“Nyehunge, the geographical oddity. Three hours from everywhere!”
Sunday morning I journeyed by mountain bike from our house in Geita to the small village center of Nyehunge. I started out at 7:45 am, having never been to Nyehunge before and not knowing for sure where it was. But asking for directions while on a bike isn’t so bad.
I was to meet Jason Miller, “super missionary,” there in Nyehunge, where he would arrive by truck from Mwanza. From there we would continue on together another hour to the village of Bilyahilu, where we’d stay until Tuesday. Riding my bike to meet Jason accomplished the following:
- Kept Jason and I from lavishly parking two vehicles in a village where vehicles aren’t generally parked.
- Allowed Christie to still have a mode of transportation in Geita.
- Let me get some non-running distance exercise on a mountain bike and small dirt roads.
- Put me in a situation to see some beautiful Tanzanian countryside.
I started out the direction I should be going, asking along the way how long it would take to reach Nyehunge — I’d figured on 2 1/2 hours. A few folks answered 4 hours, while others shrugged and said 3. Eternally the optimist — and a relatively strong rider (on a bike with gears at least, an unfair advantage for sure) — I decided to go with the 3-hour estimate. I was looking forward to the ride, but not to the several mountains everyone said I’d have to climb.
Two mountains and 45 minutes later, I asked some guys on bikes how far to Nyehunge, and they confidently answered, “If you ride really fast, it’ll be 3 hours.”
I thought, “Okay, I’d better push it a little,” not wanting to be late to meet Jason.
Another 45 minutes into the ride I came to a fork in the road. As I stopped to ask directions, I also inquired as to how long it would take to reach my desired destination. The answer without hesitation: “3 hours.”
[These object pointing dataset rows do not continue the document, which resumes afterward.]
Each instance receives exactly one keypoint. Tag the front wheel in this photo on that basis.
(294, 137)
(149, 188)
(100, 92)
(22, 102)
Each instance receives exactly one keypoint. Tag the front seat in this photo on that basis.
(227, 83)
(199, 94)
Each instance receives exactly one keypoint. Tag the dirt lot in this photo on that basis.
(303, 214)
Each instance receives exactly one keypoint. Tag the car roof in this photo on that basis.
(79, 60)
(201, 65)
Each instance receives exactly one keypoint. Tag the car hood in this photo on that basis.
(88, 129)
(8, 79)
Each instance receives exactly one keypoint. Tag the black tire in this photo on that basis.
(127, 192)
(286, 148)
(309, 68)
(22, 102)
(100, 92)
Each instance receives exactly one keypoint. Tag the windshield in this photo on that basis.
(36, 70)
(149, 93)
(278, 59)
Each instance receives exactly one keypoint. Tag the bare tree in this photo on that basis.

At the 2-hour mark of my ride, I stopped to buy water and, as I poured it into my water bottle, again asked how far to Nyehunge. The guy glanced at my “hi-tech” bike and back at me, and said, “On a bike like that, you can probably make it in as little as 3 hours.”
At this point I responded in English and under my breath, “Well, ain’t this place a geographical oddity. Three hours from everywhere!”* I then started out again, this time with even more immediacy.
About 15 minutes passed, and I caught up with some guys who were cycling much faster than anyone else I’d seen that day. I fell into their pack and asked one of the guys how far to Nyehunge. He said, “At this speed, just a 1/2-hour.” Relieved, I followed him all the way to Nyehunge.
Total trip time = 2 hours, 45 minutes.
In Tanzanian culture it’s impolite to give someone bad news. And “I don’t know” is apparently the worst of news. It’s better to act as if you know — and let someone be disappointed in the end — than to not answer a question.
On the return trip yesterday, I was worried about some dark rain clouds moving our way and, so, asked Jason to drop me in Nyamazugo. This route would require only 10ish miles of dirt road, at which point I could enjoy a paved one all the way into Geita. I figured pavement would be easier to ride on when wet — and the trip couldn’t possibly be that much longer. I didn’t bother asking anyone for estimates. My total ride time yesterday was 4 hours. And the mountains were bigger.
* I shouldn’t have to offer a citation for this line — and I won’t. One of the best ever written.